Put simply, you have two operators you can use to determine whether to keep newlines (|, exactly how you wrote it) or to remove newlines (>, fold them in). Similarly, you can also choose whether you want a single newline at the end of the multiline string, multiple newlines at the end (+), or no newlines at the end (-).
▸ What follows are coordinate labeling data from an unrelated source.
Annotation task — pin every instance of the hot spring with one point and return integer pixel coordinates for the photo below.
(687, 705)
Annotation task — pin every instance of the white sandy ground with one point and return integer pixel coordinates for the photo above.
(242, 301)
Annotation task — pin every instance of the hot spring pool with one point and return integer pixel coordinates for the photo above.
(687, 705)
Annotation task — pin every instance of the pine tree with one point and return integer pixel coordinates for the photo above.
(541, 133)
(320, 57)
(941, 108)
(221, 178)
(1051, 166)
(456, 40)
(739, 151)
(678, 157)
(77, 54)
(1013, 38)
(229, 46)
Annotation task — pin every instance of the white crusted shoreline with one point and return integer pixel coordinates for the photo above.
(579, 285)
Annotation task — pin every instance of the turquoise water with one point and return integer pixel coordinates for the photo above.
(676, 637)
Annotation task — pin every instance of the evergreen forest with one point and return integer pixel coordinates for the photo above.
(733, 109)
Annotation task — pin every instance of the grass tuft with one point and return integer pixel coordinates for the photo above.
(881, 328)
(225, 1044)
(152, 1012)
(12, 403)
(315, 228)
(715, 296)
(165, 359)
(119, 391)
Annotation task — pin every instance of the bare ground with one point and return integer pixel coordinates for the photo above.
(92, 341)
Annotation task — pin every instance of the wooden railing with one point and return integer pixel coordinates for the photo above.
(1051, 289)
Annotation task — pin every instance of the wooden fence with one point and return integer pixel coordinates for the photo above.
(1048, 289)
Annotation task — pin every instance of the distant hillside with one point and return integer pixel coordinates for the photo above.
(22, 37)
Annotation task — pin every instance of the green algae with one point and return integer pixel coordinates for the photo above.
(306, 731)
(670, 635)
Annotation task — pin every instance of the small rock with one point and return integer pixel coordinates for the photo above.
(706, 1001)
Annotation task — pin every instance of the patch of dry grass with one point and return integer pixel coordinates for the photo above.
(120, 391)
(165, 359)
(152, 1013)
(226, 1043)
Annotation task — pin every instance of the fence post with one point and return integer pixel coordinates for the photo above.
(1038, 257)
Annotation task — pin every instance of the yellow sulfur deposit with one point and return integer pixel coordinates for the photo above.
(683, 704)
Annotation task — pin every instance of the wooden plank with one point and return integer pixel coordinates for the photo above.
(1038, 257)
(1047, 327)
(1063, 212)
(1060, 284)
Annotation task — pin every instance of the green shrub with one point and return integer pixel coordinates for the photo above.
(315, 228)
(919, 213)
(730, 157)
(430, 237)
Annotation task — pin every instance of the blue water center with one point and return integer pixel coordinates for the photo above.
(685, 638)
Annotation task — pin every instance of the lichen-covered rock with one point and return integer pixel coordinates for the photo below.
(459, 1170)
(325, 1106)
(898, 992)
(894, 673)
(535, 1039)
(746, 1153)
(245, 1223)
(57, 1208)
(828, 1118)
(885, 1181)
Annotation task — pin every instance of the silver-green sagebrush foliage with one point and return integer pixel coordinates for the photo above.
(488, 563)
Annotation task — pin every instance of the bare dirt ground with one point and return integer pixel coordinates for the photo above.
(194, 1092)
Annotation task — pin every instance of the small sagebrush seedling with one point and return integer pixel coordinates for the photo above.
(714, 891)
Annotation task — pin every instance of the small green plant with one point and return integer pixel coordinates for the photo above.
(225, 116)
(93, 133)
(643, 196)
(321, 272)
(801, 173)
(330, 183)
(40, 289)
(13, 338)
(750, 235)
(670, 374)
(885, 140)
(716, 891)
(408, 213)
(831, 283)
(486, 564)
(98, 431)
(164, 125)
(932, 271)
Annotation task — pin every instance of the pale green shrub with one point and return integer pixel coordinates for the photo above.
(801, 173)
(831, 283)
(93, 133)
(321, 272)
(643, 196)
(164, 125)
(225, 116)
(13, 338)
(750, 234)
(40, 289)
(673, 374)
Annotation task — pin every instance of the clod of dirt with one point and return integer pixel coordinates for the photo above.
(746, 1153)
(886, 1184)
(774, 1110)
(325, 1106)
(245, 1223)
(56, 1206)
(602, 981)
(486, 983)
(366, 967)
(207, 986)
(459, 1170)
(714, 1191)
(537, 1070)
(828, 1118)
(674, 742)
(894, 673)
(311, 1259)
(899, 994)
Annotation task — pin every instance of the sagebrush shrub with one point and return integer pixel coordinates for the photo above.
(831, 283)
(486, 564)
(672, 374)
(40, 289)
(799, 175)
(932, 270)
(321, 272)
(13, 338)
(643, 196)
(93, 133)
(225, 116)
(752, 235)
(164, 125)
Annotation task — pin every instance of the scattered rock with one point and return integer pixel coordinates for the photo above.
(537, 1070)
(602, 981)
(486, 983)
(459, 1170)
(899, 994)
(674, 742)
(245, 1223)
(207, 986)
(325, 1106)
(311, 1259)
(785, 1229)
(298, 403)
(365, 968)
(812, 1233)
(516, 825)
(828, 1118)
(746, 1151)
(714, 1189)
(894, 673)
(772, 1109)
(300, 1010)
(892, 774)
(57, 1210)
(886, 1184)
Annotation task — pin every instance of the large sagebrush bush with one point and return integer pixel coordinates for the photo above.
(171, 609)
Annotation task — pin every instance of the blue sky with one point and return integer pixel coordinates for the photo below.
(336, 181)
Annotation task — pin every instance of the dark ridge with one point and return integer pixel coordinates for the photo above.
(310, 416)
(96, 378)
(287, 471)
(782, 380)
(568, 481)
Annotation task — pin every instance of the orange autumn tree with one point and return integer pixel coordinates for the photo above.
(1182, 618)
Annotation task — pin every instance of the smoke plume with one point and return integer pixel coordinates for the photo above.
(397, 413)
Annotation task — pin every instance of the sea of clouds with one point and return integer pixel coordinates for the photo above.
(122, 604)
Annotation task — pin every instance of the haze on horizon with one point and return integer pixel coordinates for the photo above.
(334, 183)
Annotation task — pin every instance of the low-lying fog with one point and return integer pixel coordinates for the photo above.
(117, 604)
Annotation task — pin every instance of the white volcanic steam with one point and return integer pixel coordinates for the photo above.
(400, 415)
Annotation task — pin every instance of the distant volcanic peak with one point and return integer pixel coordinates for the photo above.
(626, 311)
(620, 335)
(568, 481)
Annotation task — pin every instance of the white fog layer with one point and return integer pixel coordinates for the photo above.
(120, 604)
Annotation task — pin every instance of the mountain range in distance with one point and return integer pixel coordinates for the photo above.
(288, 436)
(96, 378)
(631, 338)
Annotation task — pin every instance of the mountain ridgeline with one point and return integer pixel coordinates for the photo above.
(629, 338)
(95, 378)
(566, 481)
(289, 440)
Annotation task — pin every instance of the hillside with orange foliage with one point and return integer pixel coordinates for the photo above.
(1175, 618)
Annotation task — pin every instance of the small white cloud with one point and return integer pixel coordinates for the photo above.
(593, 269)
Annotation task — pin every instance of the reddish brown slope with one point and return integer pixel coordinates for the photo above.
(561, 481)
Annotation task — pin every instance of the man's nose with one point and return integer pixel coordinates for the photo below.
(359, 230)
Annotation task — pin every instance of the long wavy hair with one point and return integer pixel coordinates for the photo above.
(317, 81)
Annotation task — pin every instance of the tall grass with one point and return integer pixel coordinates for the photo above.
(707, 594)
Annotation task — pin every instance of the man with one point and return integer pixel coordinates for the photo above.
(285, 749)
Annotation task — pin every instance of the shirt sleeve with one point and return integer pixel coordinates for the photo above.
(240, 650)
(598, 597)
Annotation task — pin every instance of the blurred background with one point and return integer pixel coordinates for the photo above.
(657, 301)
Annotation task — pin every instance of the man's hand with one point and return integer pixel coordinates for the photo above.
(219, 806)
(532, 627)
The below is a summary of some variations:

folded_no_ending_newline:
  script:
    - >-
      echo "foo" &&
      echo "bar" &&
      echo "baz"


    - echo "do something else"

unfolded_ending_single_newline:
  script:
    - |
      echo "foo" && \
      echo "bar" && \
      echo "baz"


    - echo "do something else"

or

feedback: |
    Neat molten core concept.
    Too much water.
    Could have used more imaginative ending.

Nested#

Yaml also supports nesting

requests:
  # first item of `requests` list is just a string
  - http://example.com/
  # second item of `requests` list is a dictionary
  - url: http://example.com/
    method: GET

We can also add comments using # just as we do in many programming languages.

YAML is easy to understand when used this way, but it starts to get tricky as soon as sub-lists and sub-keys appear. For example, this is part of the YAML configuration file for formatting this book:

bookdown::gitbook:
  highlight: tango
  config:
    download: ["pdf", "epub"]
    toc:
      collapse: section
      before: |
        <li><a href="./">Merely Useful</a></li>
    sharing: no

It corresponds to the following Python data structure:

{
  'bookdown::gitbook': {
    'highlight': 'tango',
    'config': {
      'download': [
        'pdf',
        'epub'
      ],
      'toc': {
        'collapse': 'section',
        'before': '<li><a href="./">Merely Useful</a></li>\n'
      }
      'sharing': False
    }
  }
}

Anchors#

YAML also has a handy feature called ‘anchors’, which let you easily duplicate content across your document. Anchors look like references & in C/C++ and named anchors can be dereferenced using *.

anchored_content: &anchor_name This string will appear as the value of two keys.
other_anchor: *anchor_name

base: &base
  name: Everyone has same name

foo: &foo
  <<: *base
  age: 10

bar: &bar
  <<: *base
  age: 20

The << allows you to merge the items in a dereferenced anchor. Both bar and foo will have a name key.